In the artistic panorama of 16th century Navarre, only the most qualified master builders had the ability to design traces, putting on paper or parchment the theoretical conception of the architectural project . In fact, training in design was one of the fundamental elements, together with the knowledge of artistic theory, which defined the professional status of the Renaissance architect, in this case the architect, as opposed to the traditional master mason and mason, considered a mere craftsman who worked on site with practical training, as Alberti or Diego de Sagredo expressed in their writings. To devise the layout, the plans, meant, therefore, to exercise this new concept of master planner, independently of the subsequent direction and material execution of the factory, which could only be carried out by the most competent professionals, endowed with an A to carry out measurements, calculations and designs to scale, capturing in each sample the most appropriate solution for the architectural project in question.

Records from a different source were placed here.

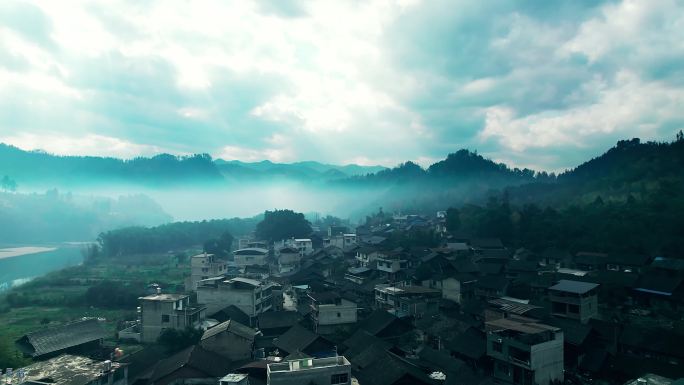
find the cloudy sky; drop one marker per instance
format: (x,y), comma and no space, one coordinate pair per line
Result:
(542,84)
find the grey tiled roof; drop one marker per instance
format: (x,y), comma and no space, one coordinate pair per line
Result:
(62,337)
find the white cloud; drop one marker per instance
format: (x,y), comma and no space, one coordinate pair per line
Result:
(629,107)
(92,145)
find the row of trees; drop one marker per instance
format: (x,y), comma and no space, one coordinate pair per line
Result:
(174,236)
(8,184)
(654,224)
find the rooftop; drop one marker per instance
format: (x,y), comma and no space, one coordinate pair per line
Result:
(251,251)
(308,364)
(575,287)
(64,370)
(519,324)
(164,297)
(50,340)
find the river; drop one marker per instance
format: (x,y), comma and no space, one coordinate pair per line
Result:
(19,269)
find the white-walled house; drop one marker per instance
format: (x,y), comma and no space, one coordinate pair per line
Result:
(250,256)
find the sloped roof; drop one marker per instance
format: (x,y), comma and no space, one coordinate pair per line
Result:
(628,259)
(486,243)
(361,345)
(231,312)
(391,369)
(492,282)
(576,287)
(195,357)
(297,338)
(440,359)
(574,333)
(514,307)
(658,283)
(230,326)
(277,319)
(62,337)
(472,343)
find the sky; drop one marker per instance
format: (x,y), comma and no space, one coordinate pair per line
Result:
(539,84)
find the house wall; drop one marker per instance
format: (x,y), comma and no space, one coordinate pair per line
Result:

As a graphic example A Juan de Garaicoechea's gifts for artistic creation in the field of architectural drawing, we present the design he provided in 1596, together with Juan de Aguirre, a resident of Larraga, for the church of Santa María Magdalena de Ablitas (fig. 5), preserved in the Royal and General file of Navarre (AGN, Fig_Cartografía_N. 326), a project that was not carried out in the end. The proposal of the stonemasons, drawn on a sheet of laid paper in sepia ink (43x30 cm), which they both initialed, consisted of enlarging the existing church, with a single nave and chapels between buttresses, by the space of the chancel through the Building of a new Wayside Cross and polygonal apse. In the case of the Wayside Cross they delineated ribbed vaults, formed by diagonals, tercelets, straight ligatures and curved ribs that form concentric circles of different sizes traced around the pole, a subject of vaulting that, for example, is similar to the one built in the Wayside Cross and chancel of the church of San Lorenzo de Ziga, works that Garaicoechea himself supervised in 1593, and that perhaps he could have taken as a model. In the case of the three-sided polygonal chevet, as opposed to the usual ribbed solutions used in such advanced chronologies of the 15th century in Navarre, the masters opted for a more innovative vaulting, the galloned venera, a solution that Garaicoechea had already put in internship in the main chapel of the parish church of Lerín, when he was in charge of the enlargement of this temple in 1591 for the space of the chevet, or in the headwall of the parish church of Gartzain, which he undertook in 1594. The plan has its continuation in a body of three naves, of greater width the central one than the lateral ones, separated by exempt cruciform pillars, without determining the vaulting, with a tower of quadrangular plant arranged to the feet of the left side, approach that did not correspond with the planimetric reality of the existing temple in Ablitas at the end of the 16th century, of a single nave with chapels between buttresses. For this reason, the planners took advantage of this space to write the measurements of the enlargement to be made on the front of the church, indicating the measurements of the supports, the arches separating the Wayside Cross and the chapels attached to it.

We hope that future research on this outstanding architect from Navarre will reveal new data that will allow us to fill in his biography in the staff and professional field.